I don’t want to beat a dead horse b/c I know this has been talked about a little, but I just want to clarify.
I get from several places that one wants to record to an external drive, not the on-board hard drive, but why? I can respect that you’d want to have your data put on a drive that isn’t busy trying to run the program and that houses your operating system, but is that necessarily true no matter the interface of the external?
For instance, I have an external WD Passport 500Gb that’s powered by USB and works at USB 2.0 speed. But that’s decidedly different from an externally-powered FW800 external, isn’t it? Are either better than recording to the local drive? I guess I don’t understand the demands put on a system well enough to know whether one is better than the other, or whether both are implicitly better than the internal HDD.
In most cases an internal drive will be faster than an external drive.
External drives are great for storing your exported recordings when you have finished, but it is generally better to record onto an internal drive.
A common practice is to have two internal drives - one for the operating system and programs, and the other for data. In this case, recording would be done on the data drive.
There are exceptions to this, for example if you have a super fast SCSI external drive for recording onto, but internal drives are generally a lot better than USB drives for fast and continuous data transfer.
@Steve - That’s sorta what I was thinking, lest the external shares the same or faster connection (eSATA compared with USB, etc). But in places such as:
the general response is “Don’t use the on-board HDD!” Perhaps it’s more of a workflow / reliable storage issue rather than a data-writing issue. In that case, I could see having an external for your files whether it’s audio, video, or photography, but not for technical reasons.
Admittedly, I often record to the local drive because my portable drive is downstairs in my briefcase, or I can’t find the cord to the desktop external, etc. The only time I’ve had technical problems recording is when I’ve had too much running at the same time, and that was atypical.
That’s not strictly accurate. The advice should be “Don’t use the internal system drive”.
In the case of ProTools, it is common for performance to be totally hopeless unless a second internal (or fast external) hard drive is used for recording on. This is because disk usage of the system drive (for running the program and other parts of the operating system) can get in the way of the audio data stream.
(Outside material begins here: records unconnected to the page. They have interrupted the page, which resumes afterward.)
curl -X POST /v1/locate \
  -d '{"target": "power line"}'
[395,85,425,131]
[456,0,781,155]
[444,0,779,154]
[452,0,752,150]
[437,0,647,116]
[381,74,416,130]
In the case of Audacity there is very little disk access other than recording and playback of the audio data, so as long as there are not other programs or processes trying to access the internal drive there should be no problem with recording to the internal drive even if you only have one internal drive.
@Steve - Right! I getcha. This did come from guys using Pro Tools on laptops (where not only are dual internal drives rare, but they often spin slower than drives for desktops). So it could indeed have to do with whether the program is a bear to begin with. Same logic with video, I imagine. I’ve always stored video externally just b/c it’s so friggin’ huge, but if you’re running full-blown FCP on a laptop, I suppose you could get bogged down accessing the files on the same place from which you’re running the program.
I’ve recorded straight to the hard disc on my laptop using both audacity and audition. I have two HDD on the laptop and I have recorded to both. I get the occasional skip, but very occasional (no reduction in frequency when I switched to the data drive). I don’t even know if it’s from HDD speed or the poor quality of my USB mic ADC. It’s rare so I haven’t bothered with it.
I’ve noticed improved performance by using a non-system drive for recording with several programs including Audition and Cubase, but the only program where I’ve had to use a second drive is ProTools.
There are also other advantages to using a second drive. Because recording will usually produce large contiguous blocks of data, disk fragmentation occurs fairly slowly when using the drive exclusively for the recorded audio. It’s also “tidy” to keep all of the audio data together on it’s own drive. For maximum multi-track recoding, there is the opportunity optimise the drive for best performance, for example using RAID 0 or optimising the cluster size,or on a suitable system using ext4 file system.